Dealing With Creditors and Divorce
Upon your death, you do not want your spouse’s creditors to be able to take your assets. Certainly you planned for your spouse to have these assets rather than having creditors enjoy them!
Additionally, your spouse may remarry after your death. If your spouse then divorces, that future “ex” may have legal rights to part of your estate! No doubt you did not plan on your spouse’s future “ex” getting your estate! Or what if your spouse remarried and then died? Could that new spouse take the estate?

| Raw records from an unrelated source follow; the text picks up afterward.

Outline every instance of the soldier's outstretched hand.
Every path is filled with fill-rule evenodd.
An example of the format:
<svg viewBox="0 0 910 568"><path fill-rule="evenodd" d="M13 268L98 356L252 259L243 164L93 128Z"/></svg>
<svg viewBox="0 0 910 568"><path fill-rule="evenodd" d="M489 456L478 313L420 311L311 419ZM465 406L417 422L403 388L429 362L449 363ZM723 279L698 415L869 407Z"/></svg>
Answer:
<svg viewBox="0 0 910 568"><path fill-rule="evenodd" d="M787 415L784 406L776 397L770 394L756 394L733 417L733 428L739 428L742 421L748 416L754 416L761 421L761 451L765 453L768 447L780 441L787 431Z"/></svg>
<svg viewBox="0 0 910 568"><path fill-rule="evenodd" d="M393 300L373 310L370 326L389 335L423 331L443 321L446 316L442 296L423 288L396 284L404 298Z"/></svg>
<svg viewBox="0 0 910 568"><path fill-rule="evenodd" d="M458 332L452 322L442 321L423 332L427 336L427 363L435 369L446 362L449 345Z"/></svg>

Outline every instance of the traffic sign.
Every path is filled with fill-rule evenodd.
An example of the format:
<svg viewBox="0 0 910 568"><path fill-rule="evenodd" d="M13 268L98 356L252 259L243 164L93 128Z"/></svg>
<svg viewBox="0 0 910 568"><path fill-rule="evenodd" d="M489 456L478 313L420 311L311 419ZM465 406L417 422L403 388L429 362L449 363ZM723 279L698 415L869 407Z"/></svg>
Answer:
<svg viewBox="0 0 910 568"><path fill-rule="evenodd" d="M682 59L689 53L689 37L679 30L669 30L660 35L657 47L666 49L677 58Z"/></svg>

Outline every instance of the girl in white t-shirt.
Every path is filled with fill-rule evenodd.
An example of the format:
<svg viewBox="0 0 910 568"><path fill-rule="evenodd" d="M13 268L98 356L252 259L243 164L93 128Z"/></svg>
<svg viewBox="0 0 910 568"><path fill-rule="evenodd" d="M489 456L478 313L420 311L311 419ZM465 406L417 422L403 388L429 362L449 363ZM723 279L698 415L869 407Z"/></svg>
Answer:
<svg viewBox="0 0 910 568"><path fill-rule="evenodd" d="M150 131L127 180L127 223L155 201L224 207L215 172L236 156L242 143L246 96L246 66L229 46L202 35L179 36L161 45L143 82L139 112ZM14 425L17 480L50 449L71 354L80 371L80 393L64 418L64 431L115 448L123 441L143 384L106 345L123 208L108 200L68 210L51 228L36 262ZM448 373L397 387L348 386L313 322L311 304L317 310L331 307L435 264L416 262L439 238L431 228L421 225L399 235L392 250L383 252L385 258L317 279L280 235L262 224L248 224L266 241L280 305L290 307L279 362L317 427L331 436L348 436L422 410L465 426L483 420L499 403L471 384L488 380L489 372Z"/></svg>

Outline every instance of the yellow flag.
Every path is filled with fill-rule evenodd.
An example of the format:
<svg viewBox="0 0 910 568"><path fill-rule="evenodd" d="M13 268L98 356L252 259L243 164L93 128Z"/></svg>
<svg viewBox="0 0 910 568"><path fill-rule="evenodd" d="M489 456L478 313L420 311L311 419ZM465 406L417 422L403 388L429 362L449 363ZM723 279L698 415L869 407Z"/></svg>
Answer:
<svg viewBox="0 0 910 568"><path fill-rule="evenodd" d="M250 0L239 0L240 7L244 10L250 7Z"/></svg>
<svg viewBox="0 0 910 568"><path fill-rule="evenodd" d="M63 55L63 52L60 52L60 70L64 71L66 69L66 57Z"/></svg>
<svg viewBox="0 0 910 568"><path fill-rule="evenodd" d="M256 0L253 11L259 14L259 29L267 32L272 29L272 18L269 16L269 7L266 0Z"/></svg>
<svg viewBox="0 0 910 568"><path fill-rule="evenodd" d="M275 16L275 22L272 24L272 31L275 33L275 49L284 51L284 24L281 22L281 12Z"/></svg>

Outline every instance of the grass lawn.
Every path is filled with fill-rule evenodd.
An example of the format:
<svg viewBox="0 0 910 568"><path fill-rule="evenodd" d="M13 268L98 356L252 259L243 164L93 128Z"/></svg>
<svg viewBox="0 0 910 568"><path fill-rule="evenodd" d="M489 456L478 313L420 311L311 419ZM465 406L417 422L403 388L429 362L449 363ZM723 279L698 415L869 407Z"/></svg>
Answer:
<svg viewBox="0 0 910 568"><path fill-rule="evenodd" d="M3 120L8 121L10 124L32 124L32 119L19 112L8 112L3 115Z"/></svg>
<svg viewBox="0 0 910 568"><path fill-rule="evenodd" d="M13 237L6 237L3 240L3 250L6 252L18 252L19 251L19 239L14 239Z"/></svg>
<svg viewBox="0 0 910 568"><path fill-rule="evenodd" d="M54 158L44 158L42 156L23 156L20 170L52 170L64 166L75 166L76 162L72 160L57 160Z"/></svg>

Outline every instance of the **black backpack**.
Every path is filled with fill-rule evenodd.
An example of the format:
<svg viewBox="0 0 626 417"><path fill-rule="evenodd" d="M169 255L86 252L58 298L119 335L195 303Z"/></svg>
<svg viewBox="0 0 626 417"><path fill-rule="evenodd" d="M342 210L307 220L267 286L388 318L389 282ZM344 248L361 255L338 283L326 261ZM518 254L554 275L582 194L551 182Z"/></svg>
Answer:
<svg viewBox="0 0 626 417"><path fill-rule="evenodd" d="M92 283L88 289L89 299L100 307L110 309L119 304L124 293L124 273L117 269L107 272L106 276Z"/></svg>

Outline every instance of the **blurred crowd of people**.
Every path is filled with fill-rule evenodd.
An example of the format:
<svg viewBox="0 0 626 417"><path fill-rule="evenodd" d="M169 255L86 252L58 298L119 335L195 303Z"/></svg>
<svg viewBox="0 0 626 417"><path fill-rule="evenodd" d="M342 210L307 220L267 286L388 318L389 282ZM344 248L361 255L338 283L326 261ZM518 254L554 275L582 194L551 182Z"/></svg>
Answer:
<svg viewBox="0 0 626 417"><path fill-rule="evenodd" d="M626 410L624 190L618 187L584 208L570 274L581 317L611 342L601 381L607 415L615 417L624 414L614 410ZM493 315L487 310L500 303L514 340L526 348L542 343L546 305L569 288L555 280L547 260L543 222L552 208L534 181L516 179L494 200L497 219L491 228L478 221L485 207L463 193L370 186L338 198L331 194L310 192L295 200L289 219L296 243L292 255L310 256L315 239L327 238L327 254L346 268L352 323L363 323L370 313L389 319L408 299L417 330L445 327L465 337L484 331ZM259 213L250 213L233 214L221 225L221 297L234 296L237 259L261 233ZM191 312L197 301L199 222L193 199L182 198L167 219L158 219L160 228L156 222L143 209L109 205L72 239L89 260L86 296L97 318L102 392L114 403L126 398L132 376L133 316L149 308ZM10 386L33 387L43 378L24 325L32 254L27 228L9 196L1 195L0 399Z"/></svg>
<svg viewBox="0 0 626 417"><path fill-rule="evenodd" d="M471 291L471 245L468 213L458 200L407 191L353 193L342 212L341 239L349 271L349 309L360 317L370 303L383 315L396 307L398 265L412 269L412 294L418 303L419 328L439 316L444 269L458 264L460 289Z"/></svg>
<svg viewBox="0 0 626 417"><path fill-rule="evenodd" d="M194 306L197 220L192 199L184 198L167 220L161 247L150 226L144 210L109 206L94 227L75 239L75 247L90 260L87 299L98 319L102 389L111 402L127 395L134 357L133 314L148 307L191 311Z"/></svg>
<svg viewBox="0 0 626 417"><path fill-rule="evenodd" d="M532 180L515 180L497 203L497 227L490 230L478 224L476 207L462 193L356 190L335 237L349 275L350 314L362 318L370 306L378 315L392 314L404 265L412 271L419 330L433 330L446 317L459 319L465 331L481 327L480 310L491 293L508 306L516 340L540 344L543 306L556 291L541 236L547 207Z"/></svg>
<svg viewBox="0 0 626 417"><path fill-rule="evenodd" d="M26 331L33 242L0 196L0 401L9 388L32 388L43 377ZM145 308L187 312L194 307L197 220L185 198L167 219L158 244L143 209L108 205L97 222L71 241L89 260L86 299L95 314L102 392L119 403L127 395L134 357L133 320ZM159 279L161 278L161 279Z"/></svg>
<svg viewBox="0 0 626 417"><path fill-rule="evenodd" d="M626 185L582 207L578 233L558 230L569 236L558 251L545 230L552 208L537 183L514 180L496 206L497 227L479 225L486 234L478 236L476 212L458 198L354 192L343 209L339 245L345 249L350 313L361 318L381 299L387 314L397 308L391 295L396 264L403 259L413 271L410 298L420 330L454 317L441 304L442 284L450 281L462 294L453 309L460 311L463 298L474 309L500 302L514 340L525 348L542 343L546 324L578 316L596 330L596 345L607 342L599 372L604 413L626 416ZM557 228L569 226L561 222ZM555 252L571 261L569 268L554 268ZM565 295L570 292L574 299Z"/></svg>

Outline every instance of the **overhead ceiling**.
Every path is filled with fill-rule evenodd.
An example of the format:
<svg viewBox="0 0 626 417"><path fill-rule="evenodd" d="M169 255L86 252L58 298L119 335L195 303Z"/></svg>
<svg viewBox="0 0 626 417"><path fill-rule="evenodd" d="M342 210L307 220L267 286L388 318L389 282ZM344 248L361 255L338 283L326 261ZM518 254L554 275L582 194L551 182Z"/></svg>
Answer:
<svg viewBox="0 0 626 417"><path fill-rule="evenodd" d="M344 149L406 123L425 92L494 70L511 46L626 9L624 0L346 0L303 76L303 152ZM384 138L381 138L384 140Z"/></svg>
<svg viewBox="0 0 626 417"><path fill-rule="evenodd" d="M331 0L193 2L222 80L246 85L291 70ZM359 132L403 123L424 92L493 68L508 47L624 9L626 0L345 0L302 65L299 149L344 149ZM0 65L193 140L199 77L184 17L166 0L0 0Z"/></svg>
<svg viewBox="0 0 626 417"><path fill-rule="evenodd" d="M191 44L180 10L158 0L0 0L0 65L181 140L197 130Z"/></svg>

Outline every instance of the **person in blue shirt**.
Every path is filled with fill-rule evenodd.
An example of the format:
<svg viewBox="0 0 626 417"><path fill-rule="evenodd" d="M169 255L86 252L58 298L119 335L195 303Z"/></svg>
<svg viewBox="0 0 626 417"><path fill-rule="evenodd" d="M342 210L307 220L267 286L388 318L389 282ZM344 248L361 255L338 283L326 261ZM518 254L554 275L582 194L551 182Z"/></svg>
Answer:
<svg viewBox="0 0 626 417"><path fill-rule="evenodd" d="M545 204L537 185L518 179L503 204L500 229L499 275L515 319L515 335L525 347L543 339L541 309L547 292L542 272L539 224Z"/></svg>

So, what can be done? You can leave your assets to two different Trusts. The amount that you can pass free from estate tax, $5.49 million in 2017, can be put into a Family Trust. The amount over this applicable exclusion can be put in a Marital Trust that pays only income for the surviving spouse during his or her lifetime. The Marital Trust must pay all income to your spouse annually. This is also known as a Qualified Terminable Interest Property (QTIP) Trust. In addition, the QTIP Trust may be drafted to allow distributions for your spouse’s needs.
The advantage of a QTIP Trust is that the desires of the decedent spouse will control the ultimate disposition of the Trust’s assets, and the decedent’s estate retains the benefit of the marital deduction. A QTIP Trust permits the surviving spouse to receive the income during the rest of his or her life, but the principal will be distributed according to the deceased spouse’s wishes. The QTIP Trust would be included and taxed in the estate of the survivor, but this is better than having been taxed at the death of the predeceasing spouse.
As you can see, the marital deduction is a powerful and flexible tool that can yield great benefits when properly coordinated. However, careful planning, including taking into account income tax considerations and practical considerations, is necessary. Talk to a qualified estate planning attorney to determine what is best in your situation.